31.5.10

Turbilhão ou se esta roda girasse sempre em redor do sol...

uma forma única desenhada nas nuvens, repito a lenga-lenga do azul,
deixando deslizar as letras para longe, até serem apenas um anagrama incompleto:
LUZ.

pus-me a pensar nas dicotomias bizarras,
emocionei-me,
escuta:
duas longas mãos com o eco de pérola,
um lago de ouro em vez de um corpo,
uma canção em vez de uma morte.

no céu deste lugar,
a solidão é um estado de graça,
um planeta pode ser quadrado e pressagiar infinito,
um coração pode rodopiar-se no seu próprio pião,
ou procurar-se imaturo,
como quem pela primeira vez  -finalmente- cresce inteiro.

Preciso avisar-te:  um incansável fantasma maquilha a angústia,
e natural que haja vinho no copo,
água na turbina deste motor vivo.

será ilusão permitir este mergulho?
diamante, dinamite,
uma inconstância corta-me as garras,
acalmando o felino com êxtase,
essa droga que faz ceder os tendões do arrependimento.

tudo é outra vez o novo, de novo.
o gato espera um tapete que voe,
Aladino quimérico,
consome o retrato com a tua fotografia de passe,
passando primeiro a tua rua,
depois a tua fúria
-hoje gira para ti!-
guarda-te num bolso cheio de janelas,
cobiçada arquitectura da morada que não prometes.

é um gato e está cansado,
aninha-se no meio do tufão,
contrariando a ciência,
voa...

18.5.10

ainda sobre tamanhos, alturas, compassos e medições

Não arrastes o relógio, deixa-me debruçar sob o ponteiro,
reparar o lapso da linha que se pressente a desmoronar.
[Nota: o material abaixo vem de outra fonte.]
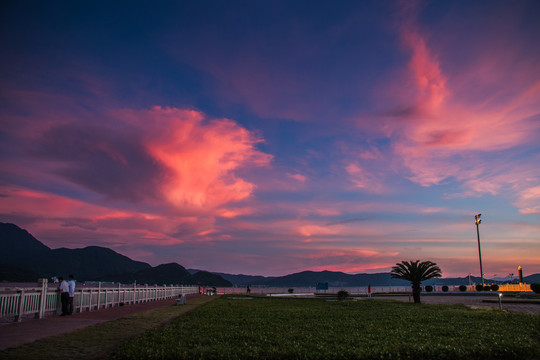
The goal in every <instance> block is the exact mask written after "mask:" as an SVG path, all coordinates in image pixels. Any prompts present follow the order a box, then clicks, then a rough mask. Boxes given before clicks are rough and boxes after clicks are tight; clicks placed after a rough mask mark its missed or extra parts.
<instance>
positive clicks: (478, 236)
mask: <svg viewBox="0 0 540 360" xmlns="http://www.w3.org/2000/svg"><path fill="white" fill-rule="evenodd" d="M481 216H482V214H478V215H474V223H475V224H476V238H477V239H478V259H479V260H480V277H481V279H482V286H484V271H483V270H482V251H481V250H480V230H479V228H478V225H480V223H481V222H482V219H480V217H481Z"/></svg>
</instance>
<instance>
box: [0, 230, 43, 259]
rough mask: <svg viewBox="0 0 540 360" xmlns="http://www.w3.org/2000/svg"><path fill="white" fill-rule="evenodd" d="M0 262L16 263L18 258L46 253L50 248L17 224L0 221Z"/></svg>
mask: <svg viewBox="0 0 540 360" xmlns="http://www.w3.org/2000/svg"><path fill="white" fill-rule="evenodd" d="M0 244H1V246H2V251H1V252H0V263H10V264H17V262H18V261H19V260H20V259H23V258H26V257H36V256H41V255H43V254H46V253H47V252H49V251H50V250H51V249H50V248H48V247H47V246H45V245H44V244H42V243H41V242H39V241H38V240H37V239H36V238H35V237H33V236H32V235H30V234H29V233H28V231H26V230H24V229H21V228H20V227H18V226H17V225H14V224H9V223H2V222H0Z"/></svg>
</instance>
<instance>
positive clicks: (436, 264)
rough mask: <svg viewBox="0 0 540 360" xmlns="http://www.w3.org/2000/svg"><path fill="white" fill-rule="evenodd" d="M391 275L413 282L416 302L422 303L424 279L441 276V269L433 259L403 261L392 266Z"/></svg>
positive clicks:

as matérias dos meus vícios brilham nesse palco,
chamado TEMPO,
mutáveis e gigantes,
já foram moldadas por outras mãos,
reconhceidas por outros narizes,
Miró deitado ao meu lado, recorda-me
as constelações,
por isso dedico-lhe
-dedilho-lhe-
esta metáfora,
enquanto aprendo novamente a comover-me,
a sentar-me direita numa cadeira torta,
a cozer batatas para apedrejar o ruído do meu coração.

Acrobatas e poetas,
chamados á recepção!
- a mulher onírica tem caprichos,
quer chorar!
Sozinha não consegue,
tentou, inutilmente:
espetou a agulha no mesmo sítio,
oito vezes, sem parar.
As lágrimas  não vieram...
daqui a uns anos, quando se lembrar,
terá nos olhos esse rio,
essa consequência.

A MEMÓRIA É O KARMA DOS DESASSOSSEGADOS.

Por agora é tudo,
tenho o compasso quebrado
e ainda gostava de desenhar um sol
ou um daqueles rostos que fazía quando
pensava que as caras eram todas iguais redondas e a sorrir.

Vai tarde esse tempo,
julgo que Maria ou Francisca saberão do que falo,
mas elas são os tesOUROS calados,
a navegar num outro mar.

Regresso.
O relógio afinal, esteve sempre parado.

17.5.10

DEDOS

Este poema em gerúndio recorta-se,
junta-se para formar a inesquecível película deste retrato,
mas tem sépia no eco,
quer-se em púrpura,
que é esse incêndio atrás da paisagem.

Os dedos podem ser gente,
repara como se movem, como se limpam,
são rápidos!
Também os dedos dedilham,
fazem um tricot malabarista-
sabia que te comoveria este meu modo inseguro de fracturar o tédio,
mas ao que chamarias cinética,
eu chamei vulcão.

Eu sou pequena,
muito pequena...
não me corras se eu te doer,
aparo a franja deste destino,
mas sou descuidada,
só quero livros escritos,
letras em cima de letras,
e mais uma vez,
letras em cima das minhas letras que soletram o teu nome.

se tiveres o copo vazio, aguarda pacientemente a tempestade

Este poema está cansado,
vai ler uma revista da sua actualidade,

Lá fora -pelo menos tão cedo- não voltará a ser Primavera.